Steve sounds like he thinks this might be a bad thing.

Steve has a point: the only way a hiker gets his name in the paper is when he dies dramatically, stupidly, wastefully, or otherwise -fully. (Although there are, ahem, exceptions.)

The problem with the blame-the-media argument is that it can be applied to pretty much everything, because the media deal in sensation — conflict, absurdity, pathos, voyeurism — because sensation draws eyeballs, and eyeballs keeps media people in rent and hiking shoes. If there were anything remotely newsworthy about the 150 hikes I’ve returned home safely from, well, trust me, I’d be making a lot more than $2 dollars a day in this blogging thing.

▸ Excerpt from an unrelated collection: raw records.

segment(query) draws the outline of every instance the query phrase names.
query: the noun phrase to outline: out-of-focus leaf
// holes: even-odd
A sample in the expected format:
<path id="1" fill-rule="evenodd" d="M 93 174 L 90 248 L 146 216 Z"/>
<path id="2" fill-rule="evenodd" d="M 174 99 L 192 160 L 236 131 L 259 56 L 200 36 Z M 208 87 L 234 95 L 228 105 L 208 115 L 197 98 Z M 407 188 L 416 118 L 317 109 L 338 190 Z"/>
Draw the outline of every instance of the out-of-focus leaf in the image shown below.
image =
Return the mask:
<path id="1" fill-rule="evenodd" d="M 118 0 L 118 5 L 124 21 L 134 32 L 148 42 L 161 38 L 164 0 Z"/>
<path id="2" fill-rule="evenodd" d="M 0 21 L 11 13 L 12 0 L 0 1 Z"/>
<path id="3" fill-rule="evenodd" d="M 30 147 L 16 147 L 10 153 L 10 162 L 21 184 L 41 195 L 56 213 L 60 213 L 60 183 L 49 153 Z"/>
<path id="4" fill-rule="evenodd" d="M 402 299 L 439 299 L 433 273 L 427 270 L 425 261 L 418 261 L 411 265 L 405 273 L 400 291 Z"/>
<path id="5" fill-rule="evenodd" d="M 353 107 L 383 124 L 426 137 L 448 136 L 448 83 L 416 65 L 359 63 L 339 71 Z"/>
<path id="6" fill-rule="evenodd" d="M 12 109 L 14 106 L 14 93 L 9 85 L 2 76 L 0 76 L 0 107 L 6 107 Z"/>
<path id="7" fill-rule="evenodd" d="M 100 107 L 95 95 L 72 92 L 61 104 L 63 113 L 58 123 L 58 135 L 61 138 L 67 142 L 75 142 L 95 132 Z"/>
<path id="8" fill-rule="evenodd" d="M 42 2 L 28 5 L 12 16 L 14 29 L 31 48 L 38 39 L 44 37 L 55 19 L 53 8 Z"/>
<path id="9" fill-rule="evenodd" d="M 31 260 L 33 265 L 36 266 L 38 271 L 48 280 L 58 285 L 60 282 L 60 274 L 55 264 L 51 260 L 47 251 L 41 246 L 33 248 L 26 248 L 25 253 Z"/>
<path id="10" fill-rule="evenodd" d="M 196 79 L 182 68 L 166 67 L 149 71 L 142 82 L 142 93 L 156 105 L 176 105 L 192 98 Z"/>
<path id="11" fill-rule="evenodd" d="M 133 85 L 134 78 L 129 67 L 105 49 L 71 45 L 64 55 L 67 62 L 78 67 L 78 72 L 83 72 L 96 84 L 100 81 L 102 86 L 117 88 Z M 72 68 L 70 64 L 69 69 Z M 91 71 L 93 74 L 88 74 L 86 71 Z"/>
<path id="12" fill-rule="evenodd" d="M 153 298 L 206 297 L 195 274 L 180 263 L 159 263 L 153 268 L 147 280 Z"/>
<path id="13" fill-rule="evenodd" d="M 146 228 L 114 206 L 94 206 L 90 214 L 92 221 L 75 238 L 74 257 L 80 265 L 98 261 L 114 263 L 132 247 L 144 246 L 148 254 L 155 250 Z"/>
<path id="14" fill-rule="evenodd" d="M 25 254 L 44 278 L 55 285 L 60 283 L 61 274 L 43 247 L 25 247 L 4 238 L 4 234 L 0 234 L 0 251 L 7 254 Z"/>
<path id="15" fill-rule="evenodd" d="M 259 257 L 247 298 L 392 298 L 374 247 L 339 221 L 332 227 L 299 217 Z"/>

While it’s true that harrowing adventure tales scare some people away, these tales always attract people as well. We still had a Gold Rush despite tales of gunfights, wild Indians and grizzly bears.

I think a more pedestrian explanation for why fewer people camp and hike of late might simply be that people used to take their families hiking and camping because it represented a cheap family outing. These days, with affluence so much more widespread, people take their kids to Egypt or send them to space camps. They’ve got plenty of money, they don’t need to sleep in tents and hope their kids stay out of the poison oak.

As long as backcountry tragedies are still regarded as “news,” society is functioning about as normally as can be expected, given the limitations of the species that invented it.